Sinclair, Upton. The Jungle. Robert Bentley Inc., 1946.
Reason read: Sinclair celebrated a birthday in September. Read in his honor. I also needed a book set in the Midwest for the Portland Public Library’s 2024 Reading Challenge.
In my version of The Jungle (Robert Bentley, Inc., 1946), Sinclair provides an introduction and in that introduction he describes how he came to Chicago at twenty-six years old and started visiting the meat packing district. The living and working conditions of the mostly immigrant workers prompted him to interview them at home, where conversations inevitably turn confessional. Sinclair even crashed a Lithuanian wedding and used the experience in the opening scene of The Jungle.

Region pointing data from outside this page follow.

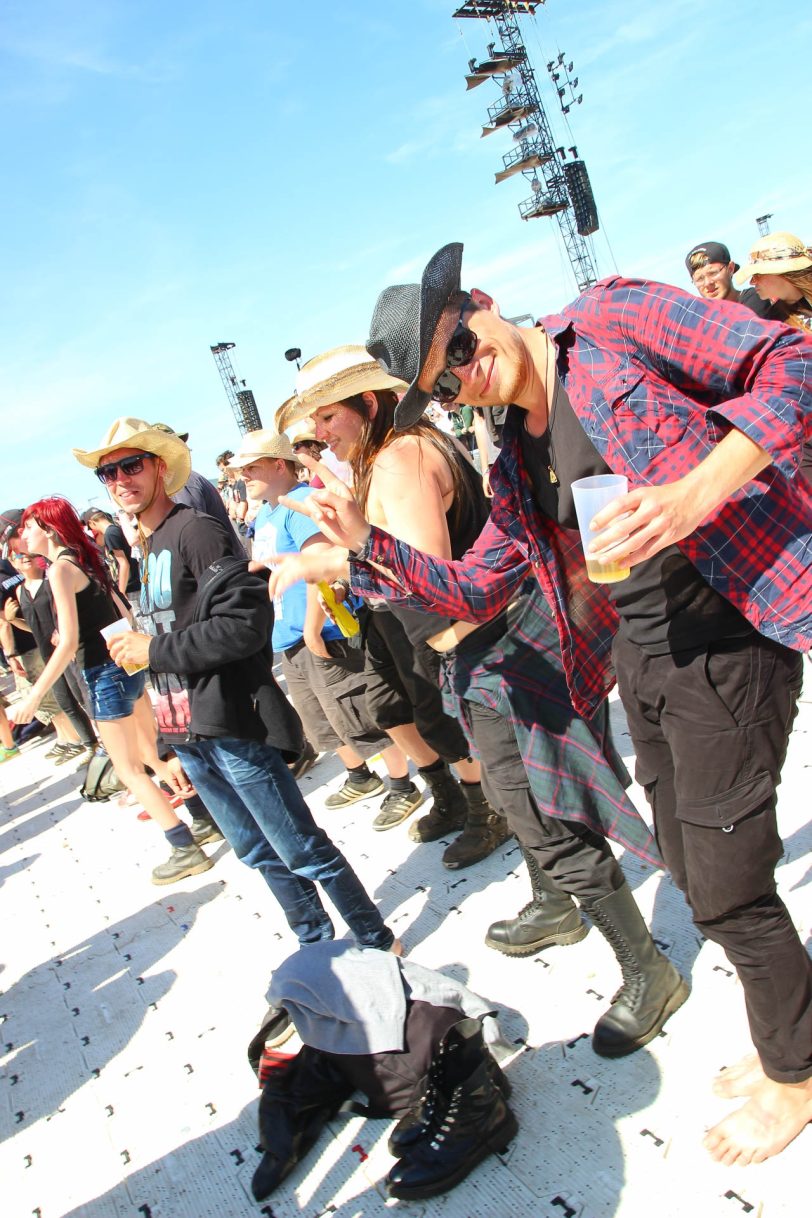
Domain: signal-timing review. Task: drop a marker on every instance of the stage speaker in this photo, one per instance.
(580, 190)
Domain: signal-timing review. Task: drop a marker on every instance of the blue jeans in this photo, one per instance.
(258, 806)
(113, 692)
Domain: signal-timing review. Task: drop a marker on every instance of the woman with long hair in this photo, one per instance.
(85, 601)
(421, 486)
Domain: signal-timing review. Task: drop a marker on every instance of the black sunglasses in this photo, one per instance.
(129, 465)
(460, 351)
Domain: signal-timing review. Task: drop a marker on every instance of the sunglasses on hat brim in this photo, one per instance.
(110, 471)
(460, 351)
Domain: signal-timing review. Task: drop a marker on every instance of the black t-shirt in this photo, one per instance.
(665, 604)
(751, 300)
(202, 496)
(115, 540)
(183, 546)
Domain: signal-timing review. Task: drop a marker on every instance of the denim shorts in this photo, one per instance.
(113, 692)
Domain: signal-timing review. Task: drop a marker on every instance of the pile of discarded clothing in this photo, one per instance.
(412, 1040)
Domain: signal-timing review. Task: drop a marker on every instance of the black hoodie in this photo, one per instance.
(225, 660)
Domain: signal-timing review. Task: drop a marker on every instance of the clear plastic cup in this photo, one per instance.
(121, 627)
(591, 495)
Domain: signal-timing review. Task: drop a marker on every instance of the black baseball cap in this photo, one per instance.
(10, 521)
(714, 251)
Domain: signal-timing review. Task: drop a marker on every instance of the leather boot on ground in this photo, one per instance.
(448, 811)
(184, 860)
(470, 1121)
(549, 920)
(651, 989)
(458, 1055)
(485, 831)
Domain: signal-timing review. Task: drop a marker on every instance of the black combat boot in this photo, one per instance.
(470, 1121)
(184, 861)
(458, 1054)
(651, 989)
(550, 918)
(485, 831)
(448, 811)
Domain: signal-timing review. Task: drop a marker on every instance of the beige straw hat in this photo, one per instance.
(334, 376)
(778, 253)
(127, 432)
(258, 445)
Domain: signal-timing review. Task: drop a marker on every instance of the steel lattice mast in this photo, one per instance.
(244, 404)
(565, 191)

I will not lie. Reading The Jungle by Upton Sinclair was painful. Jurgis, with his haunting mantra, “I will work hard. I will work faster. I will work longer” was heartbreaking. The desperation for employment – children lying about their ages to get work, women giving out their bodies to find work and bringing bribes of their bodies to stay employed. Look up misery in the dictionary and you should find Sinclair’s The Jungle.
As an aside, pay attention to the words used in the socialist sermon. Monster. Exhaustion. Beaten. Starvation. Horror. Darkness. Obstacles. Threatening. Hostile. Destroy. Fury. Prison. Oppression. Grim. Toiling. Agony. Suffering. Difficulties. Trapped. Hideous. Pain. Wretched. Curse. Misery.
In the end, Jurgis fades into the background as the sermon on socialism, morality, the word of God, and the future of Chicago takes over.
Book trivia: Jack London endorsed The Jungle saying it will run away with you. He was right.
Quote to quote, “They trick you and then they eat you alive” (p 69).
Confessional: I would like to think everyone has read this best selling classic. However, until now I was not one of those people. I never had to read it in grade school, high school, college, or graduate school. It was not on any supplemental list supplied by my teachers.
Natalie connection: 10,000 Maniacs performs a song called “My Sister Rose” which depicts a family wedding. Natalie sings about “dollar dances with the bride” much like the dancing described in the early pages of The Jungle. Music can take you back to your homeland.
BookLust Twist: from Book Lust in the chapter called “One Hundred Good Reads, Decade By Decade: 1900s” (p 175).